After two devastating years, we are right back where we were before tariffs

By Ron de Yong

Economists at the American Farm Bureau estimated that the Trans-Pacific Partnership (TPP) would have provided American producers over $4 billion annually in increased sales, but President Donald Trump withdrew the U.S. from the agreement. The 11 remaining countries formed a new TPP without the United States. This allowed Canada and Australia to sell wheat and beef to Japan on more favorable terms than the United States. Trump had lost markets for U.S. producers and desperately needed to negotiate an agreement with Japan to fill the hole he had created. However, the U.S.-Japan agreement does not completely cover what the U.S. had gained in the original TPP, and we lost short term and potentially long term markets to Canada and Australia during the two years we were negotiating with Japan.

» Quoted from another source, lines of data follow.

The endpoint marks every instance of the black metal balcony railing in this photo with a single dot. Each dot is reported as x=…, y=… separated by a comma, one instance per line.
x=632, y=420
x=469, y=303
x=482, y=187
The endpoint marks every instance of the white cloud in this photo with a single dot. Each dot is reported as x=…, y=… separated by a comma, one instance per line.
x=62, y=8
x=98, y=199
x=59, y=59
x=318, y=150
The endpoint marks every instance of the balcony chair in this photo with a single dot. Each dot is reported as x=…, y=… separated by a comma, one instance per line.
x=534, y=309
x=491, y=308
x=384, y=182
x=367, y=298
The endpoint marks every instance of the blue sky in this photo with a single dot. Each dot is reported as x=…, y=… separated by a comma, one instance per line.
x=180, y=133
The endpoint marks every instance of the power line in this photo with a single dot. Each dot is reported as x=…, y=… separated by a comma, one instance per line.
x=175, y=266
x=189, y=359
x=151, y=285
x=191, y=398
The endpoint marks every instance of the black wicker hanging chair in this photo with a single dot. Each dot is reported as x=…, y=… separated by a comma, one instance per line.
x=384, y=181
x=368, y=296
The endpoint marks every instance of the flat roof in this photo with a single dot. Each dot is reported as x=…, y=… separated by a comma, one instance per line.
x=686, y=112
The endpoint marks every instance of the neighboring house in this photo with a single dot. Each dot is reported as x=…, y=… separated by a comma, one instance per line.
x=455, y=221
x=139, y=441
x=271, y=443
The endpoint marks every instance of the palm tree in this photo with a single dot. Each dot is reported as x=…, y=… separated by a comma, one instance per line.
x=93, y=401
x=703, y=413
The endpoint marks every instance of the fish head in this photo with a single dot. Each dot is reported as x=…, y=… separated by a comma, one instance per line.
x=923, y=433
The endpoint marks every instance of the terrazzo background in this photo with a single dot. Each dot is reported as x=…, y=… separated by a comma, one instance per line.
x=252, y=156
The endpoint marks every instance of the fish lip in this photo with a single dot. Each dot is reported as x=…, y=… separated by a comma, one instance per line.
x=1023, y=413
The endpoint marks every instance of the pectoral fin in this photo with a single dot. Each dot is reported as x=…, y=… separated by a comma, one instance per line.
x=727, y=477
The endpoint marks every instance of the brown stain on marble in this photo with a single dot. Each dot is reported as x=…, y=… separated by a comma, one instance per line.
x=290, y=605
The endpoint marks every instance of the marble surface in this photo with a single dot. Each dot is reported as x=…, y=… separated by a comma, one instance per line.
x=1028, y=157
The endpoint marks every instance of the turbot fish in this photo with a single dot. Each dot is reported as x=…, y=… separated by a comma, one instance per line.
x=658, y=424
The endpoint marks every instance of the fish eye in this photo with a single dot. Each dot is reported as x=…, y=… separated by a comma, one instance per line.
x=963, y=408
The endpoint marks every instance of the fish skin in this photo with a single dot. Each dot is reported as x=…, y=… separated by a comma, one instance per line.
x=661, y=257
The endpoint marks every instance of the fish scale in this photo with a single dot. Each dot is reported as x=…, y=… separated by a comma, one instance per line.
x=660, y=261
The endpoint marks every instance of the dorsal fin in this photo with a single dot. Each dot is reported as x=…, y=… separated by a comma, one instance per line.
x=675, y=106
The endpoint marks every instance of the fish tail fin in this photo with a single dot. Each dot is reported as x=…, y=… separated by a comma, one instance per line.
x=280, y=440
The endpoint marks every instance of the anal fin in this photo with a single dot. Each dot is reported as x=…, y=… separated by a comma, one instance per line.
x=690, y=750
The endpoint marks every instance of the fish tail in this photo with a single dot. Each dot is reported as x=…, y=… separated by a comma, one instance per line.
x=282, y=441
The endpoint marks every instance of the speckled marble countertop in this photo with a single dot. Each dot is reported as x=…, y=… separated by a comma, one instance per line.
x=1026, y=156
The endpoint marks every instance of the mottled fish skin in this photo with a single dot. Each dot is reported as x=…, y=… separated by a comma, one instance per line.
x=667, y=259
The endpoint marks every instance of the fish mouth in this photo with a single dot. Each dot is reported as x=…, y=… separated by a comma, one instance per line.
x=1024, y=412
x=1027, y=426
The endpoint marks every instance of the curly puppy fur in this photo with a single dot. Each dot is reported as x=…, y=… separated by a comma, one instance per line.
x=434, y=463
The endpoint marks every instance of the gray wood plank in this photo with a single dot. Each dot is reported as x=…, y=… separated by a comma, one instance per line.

Thus Trump was only able to partially fill the hole he had created.

The North America Free Trade Agreement’s (NAFTA) biggest flaw was the lack of a requirement for Mexico to raise its labor standards. This error has impacted immigration and moved U.S. jobs to Mexico over the last 25 years. Trump’s negotiated United States-Mexico-Canada Agreement (USMCA) did not correct this error.

House Speaker Nancy Pelosi and Richard Neal’s nine-member committee negotiated an increase in Mexico’s labor standards. The success of those negotiations resulted in a dramatically improved USMCA. Pelosi’s USMCA moved the three countries toward fair trade with improved labor standards for Mexico, additional environmental commitments, decreased power for multinational corporations, and increased benefits for the middle class in all three countries.

The U.S.-China Phase 1 Agreement culminates two devastating years for American producers. Trump had to use $28 billion in taxpayer dollars to prevent a complete wreck in the agricultural economy due to lost markets in China. Even with $28 billion from the U.S. taxpayers, American agriculture is still experiencing record bankruptcies and suicides not seen since the devastating 1980s. Grain prices were on the low end of the price cycle when Trump slapped tariffs on China and they retaliated in kind against American agriculture. However, we generally move from the low end of the price cycle to the high end when two major weather disasters occur and supply is reduced. The drought in Australia and the very wet spring in the U.S. would have moved us to higher prices, but the increased supply due to lack of demand from China prevented that from happening. 

Trump substituted two very bad years, in regards to price, for what could have been two years of decent prices. What did we gain from this tremendous sacrifice? Trump emphasizes that the Phase 1 Agreement states that China will buy $40 billion in ag products for each of the next two years, much more than they have ever bought before. China emphasizes that per the agreement they will buy to fill their market needs, at global competitive prices as required by the World Trade Organization (WTO). During the two years of the tariff war with the United States, China has diversified their sourcing of agricultural products and has assured these sources that they will continue to buy from them. It appears highly unlikely that China will buy $40 billion per year in ag products from the U.S. in the next two years. To enforce the $40 billion per year, Trump would have to increase tariffs on China. This would likely lead to a decline in the stock market prior to the election, which Trump does not want to occur.

Thus, after two devastating years, we are right back where we were before tariffs, with China buying to fulfill their market needs at competitive prices. Once again, Trump’s rash actions dug a hole for American producers, and this time Trump claimed victory by simply stopping the digging. Of course, he could start digging again if he attempts to enforce the agreement with additional tariffs.

Ron de Yong was Director of Agriculture for Montana for over nine years, taught agricultural policy and economics at Cal Poly State University for seven years, and operated a family farm in Kalispell for over 30 years.